Importance of Protein Synthesis
Protein is key to such reactions as metabolism, DNA replication and molecule transportation. They are also key in making sure the human body reacts properly to stimuli. Proteins do not exist for extended periods of time, which is why they need to constantly be recreated and taken in as part of a balanced diet. The proteins eventually degrade or are exported out of the cells. If the human body did not get enough protein then it would not be able to replicate DNA, which means that the body would not be able to heal itself, reproduce or grow as needed. Each protein has a unique amino acid sequence, which is given to it by the gene that encodes it.

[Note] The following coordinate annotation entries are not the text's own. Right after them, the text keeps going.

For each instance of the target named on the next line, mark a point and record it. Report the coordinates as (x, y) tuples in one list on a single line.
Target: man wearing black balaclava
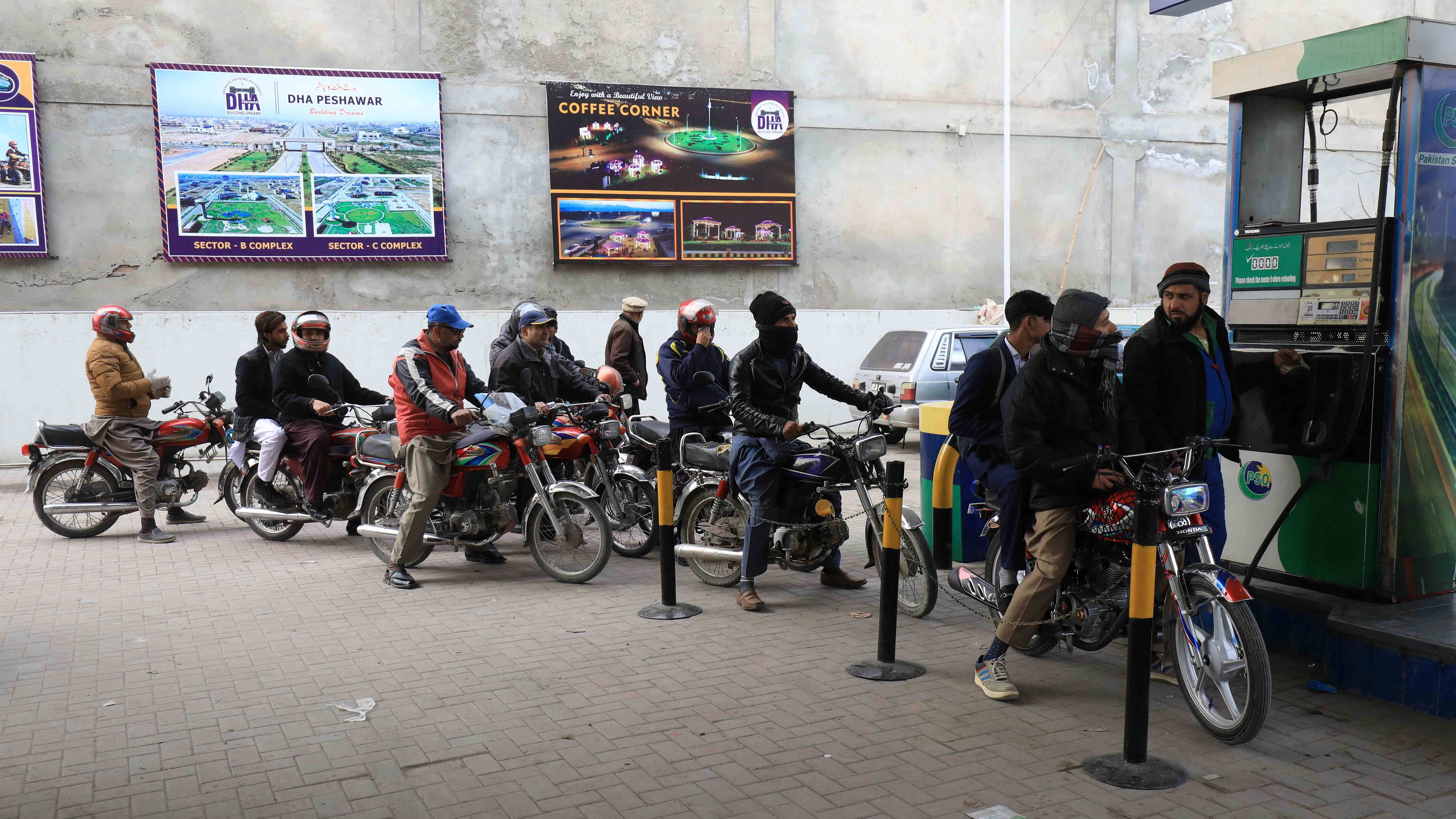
[(765, 381)]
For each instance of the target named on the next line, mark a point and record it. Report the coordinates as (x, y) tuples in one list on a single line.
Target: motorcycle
[(280, 522), (714, 517), (1208, 627), (566, 528), (79, 490)]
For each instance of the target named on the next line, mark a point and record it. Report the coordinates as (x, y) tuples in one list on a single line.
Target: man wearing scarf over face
[(765, 381), (1065, 404)]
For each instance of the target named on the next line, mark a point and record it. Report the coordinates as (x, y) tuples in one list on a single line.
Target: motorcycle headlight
[(871, 448), (1186, 499)]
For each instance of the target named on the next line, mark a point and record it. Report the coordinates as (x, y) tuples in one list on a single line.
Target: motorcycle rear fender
[(1222, 579), (66, 455)]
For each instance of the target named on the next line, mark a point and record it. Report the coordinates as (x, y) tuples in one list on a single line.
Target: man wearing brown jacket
[(625, 350), (120, 422)]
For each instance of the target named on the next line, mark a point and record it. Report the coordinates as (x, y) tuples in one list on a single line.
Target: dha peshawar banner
[(258, 164), (670, 176), (23, 200)]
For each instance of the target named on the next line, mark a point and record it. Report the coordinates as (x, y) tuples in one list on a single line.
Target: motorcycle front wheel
[(582, 550), (1228, 683), (384, 506)]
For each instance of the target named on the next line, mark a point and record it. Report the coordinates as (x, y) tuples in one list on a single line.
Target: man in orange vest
[(432, 385)]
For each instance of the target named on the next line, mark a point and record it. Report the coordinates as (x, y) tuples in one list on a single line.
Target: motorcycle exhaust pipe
[(255, 514), (694, 551), (370, 531), (88, 508)]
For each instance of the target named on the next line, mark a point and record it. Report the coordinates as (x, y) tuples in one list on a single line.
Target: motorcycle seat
[(378, 448), (652, 431), (707, 457), (63, 435)]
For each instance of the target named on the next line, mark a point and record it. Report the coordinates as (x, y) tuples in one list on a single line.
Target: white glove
[(161, 385)]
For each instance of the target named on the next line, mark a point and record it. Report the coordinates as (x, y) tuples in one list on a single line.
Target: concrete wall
[(896, 210)]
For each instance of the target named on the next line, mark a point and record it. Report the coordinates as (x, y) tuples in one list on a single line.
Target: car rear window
[(896, 352)]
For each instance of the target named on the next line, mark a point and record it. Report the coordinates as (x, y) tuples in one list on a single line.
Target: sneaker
[(994, 680), (1164, 671)]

Protein Synthesis is very important because the proteins created during this process control the activities of the cells. Without these proteins, many of the processes in the body would fail or not work properly. The DNA in each cell holds the instructions on how to make the protein, which is why every cell in the body must have a copy of the DNA.
Function of Transcription
Protein synthesis, or protein biosynthesis, is a process by which cells create new proteins in order to replace those lost through degeneration and transportation. Each protein, by definition, requires a specific chain of amino acids bound together. This takes place by assembling each protein by ribosomes. There are three types of RNA, or ribonucleic acid, which carry out this function: messenger RNA (mRNA), transfer RNA (tRNA) and ribosomal RNA (rRNA).
There are 20 different types of tRNA, one specific to each type of amino acid. Every tRNA molecule has its associated amino acid attached to the end of it. The tRNA helps the amino acid join the chain by recognizing and binding it to the proper codon. It then decodes the related mRNA molecule in order to translate the DNA sequence into a complete protein.
In transcription an mRNA chain is generated, with one strand of the DNA double helix in the genome as a template. This strand is called the template strand. Transcription can be divided into 3 stages: initiation, elongation, and termination, each regulated by a large number of proteins such as transcription factors and coactivators that ensure that the correct gene is transcribed.